Health

Growing evidence for COVID-19 being seasonal, thrives better in wintertime conditions: WMO

Link emerging between long-term exposure to air pollution and severe COVID-19 infection can be bad for India, WMO study

 
By Taran Deol
Published: Friday 24 June 2022

There is growing evidence to suggest COVID-19 pandemic is seasonal and the virus thrives better in winter conditions in temperate regions, according to the World Meteorological Organization.

This trait has been recorded in other respiratory illnesses as well, including influenza and other human coronaviruses, according to the latest update from the WMO COVID-19 task team.

A contributing factor to this trend is a greater concentration of people in poorly ventilated indoor areas, it said.

The update released on June 22, 2022 underscored that “one cannot assume reduction in risk during warm seasons, as other factors can dominate the seasonal influence on overall risk profiles”.

This prediction is right despite India experiencing a deadly second wave of the pandemic during the summer months of April, May and June in 2021, according to experts. 

Gagandeep Kang, virologist with the Christian Medical College-Vellore, told Down To Earth:

When a virus is newly introduced, it will not be immediately seasonal. There will be large oscillations before it settles into a pattern. So yes, the prediction that this will behave like other respiratory viruses is not surprising.

While temperature and relative humidity play a role, they are only contributing factors, argued Rajeev Jayadevan, co-chairman of the Indian Medical Association’s COVID-19 National Task Force. 

COVID-19 has a cyclic pattern and not a seasonal one, he added. “It is driven by continuously adapting to escaping immunity and faster transmission, which leads to emergence of fitter variants. These do not occur according to season, but by opportunity.” 

Air pollution link

Long-term exposure to air pollutants, including particulate matter, ozone and nitrogen dioxide, is associated with more severe COVID-19 symptoms and higher likelihood of death, WMO noted citing epidemiological studies. 

“Evidence regarding the influence of short-term air pollution exposure to COVID-19 risk is still emerging,” the United Nations agency added. 

This could be especially bad news for India, whose capital is the most polluted city in the world, it added. Some 63 Indian cities feature in the top 100 most polluted cities in the world, according to a report prepared by the Swiss firm IQAir. 

Indians are already losing five years of their life expectancy due to air pollution and the figure is double for the residents of Delhi, according to a new analysis by the University of Chicago.

These figures are from the India factsheet released by the university’s Energy Policy Institute’s Air Quality Life Index this month. It noted that these figures were “relative to what (the life expectancy) would be if the World Health Organization guideline regarding fine particulate pollution (PM2.5) of 5 microgram per cubic metre was met.”

The WMO update also detailed the link between COVID-19 and compound hazards. These “are events where more than one hazard interacts and cause multiplicatively destructive consequences,” Yale School of the Environment noted. 

Such events are on the rise due to climate change, said the latest Intergovernmental Panel on Climate Change report. 
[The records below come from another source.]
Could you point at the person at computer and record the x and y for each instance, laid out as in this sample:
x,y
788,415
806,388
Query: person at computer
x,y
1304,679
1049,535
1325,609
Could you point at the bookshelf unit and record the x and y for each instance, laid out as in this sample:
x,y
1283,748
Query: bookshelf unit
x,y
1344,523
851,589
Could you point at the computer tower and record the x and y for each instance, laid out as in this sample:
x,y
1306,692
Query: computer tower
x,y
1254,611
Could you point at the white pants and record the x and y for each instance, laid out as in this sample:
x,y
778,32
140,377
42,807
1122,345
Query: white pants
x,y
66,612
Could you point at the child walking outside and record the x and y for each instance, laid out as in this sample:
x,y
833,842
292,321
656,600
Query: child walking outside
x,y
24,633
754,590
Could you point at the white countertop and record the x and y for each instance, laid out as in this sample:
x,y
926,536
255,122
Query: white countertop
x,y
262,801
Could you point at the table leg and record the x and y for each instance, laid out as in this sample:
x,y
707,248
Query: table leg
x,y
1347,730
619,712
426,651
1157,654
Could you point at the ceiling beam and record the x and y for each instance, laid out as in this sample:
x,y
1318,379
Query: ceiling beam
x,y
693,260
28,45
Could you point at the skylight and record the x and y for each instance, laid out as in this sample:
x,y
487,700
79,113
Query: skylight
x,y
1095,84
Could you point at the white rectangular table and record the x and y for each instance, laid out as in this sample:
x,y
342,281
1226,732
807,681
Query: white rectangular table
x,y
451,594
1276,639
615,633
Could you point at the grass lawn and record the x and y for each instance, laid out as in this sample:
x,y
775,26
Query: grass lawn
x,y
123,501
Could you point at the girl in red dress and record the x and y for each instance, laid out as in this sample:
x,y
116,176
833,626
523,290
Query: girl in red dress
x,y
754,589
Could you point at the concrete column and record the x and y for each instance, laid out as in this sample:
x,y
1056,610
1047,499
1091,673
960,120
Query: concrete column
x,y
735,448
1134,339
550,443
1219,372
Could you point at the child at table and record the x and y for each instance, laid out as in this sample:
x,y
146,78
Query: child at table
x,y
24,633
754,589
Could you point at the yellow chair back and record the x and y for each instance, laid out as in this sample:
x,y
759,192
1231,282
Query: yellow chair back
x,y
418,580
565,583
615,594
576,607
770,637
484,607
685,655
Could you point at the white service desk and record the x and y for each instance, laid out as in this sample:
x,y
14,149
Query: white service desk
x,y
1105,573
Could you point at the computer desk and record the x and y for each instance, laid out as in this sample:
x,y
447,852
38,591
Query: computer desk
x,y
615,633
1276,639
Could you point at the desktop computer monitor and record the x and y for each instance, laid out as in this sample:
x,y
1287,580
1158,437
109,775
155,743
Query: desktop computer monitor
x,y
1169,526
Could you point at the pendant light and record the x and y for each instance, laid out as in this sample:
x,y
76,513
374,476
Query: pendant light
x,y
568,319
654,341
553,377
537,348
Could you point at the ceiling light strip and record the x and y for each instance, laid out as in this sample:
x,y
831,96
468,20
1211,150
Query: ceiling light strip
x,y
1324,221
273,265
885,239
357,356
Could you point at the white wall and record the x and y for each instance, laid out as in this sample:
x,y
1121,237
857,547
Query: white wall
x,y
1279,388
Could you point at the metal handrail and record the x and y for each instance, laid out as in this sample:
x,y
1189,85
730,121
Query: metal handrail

“The COVID-19 pandemic combined with weather and climate risks to create multiple major compound hazard events that challenged local authorities to adhere to disease prevention protocols, while managing extreme weather events,” the WMO report said.

The global body recommended documenting datasets in a timely manner and piecing together a framework for risk assessment. “The scramble for data and information exchange at the outset of the pandemic emphasises the need to establish long-term collaboration between the weather, climate and environmental services and public health communities, including academics, practitioners, policymakers and funders.”

There should be clear corresponding roles and ownership to support critical public health research and response, it added.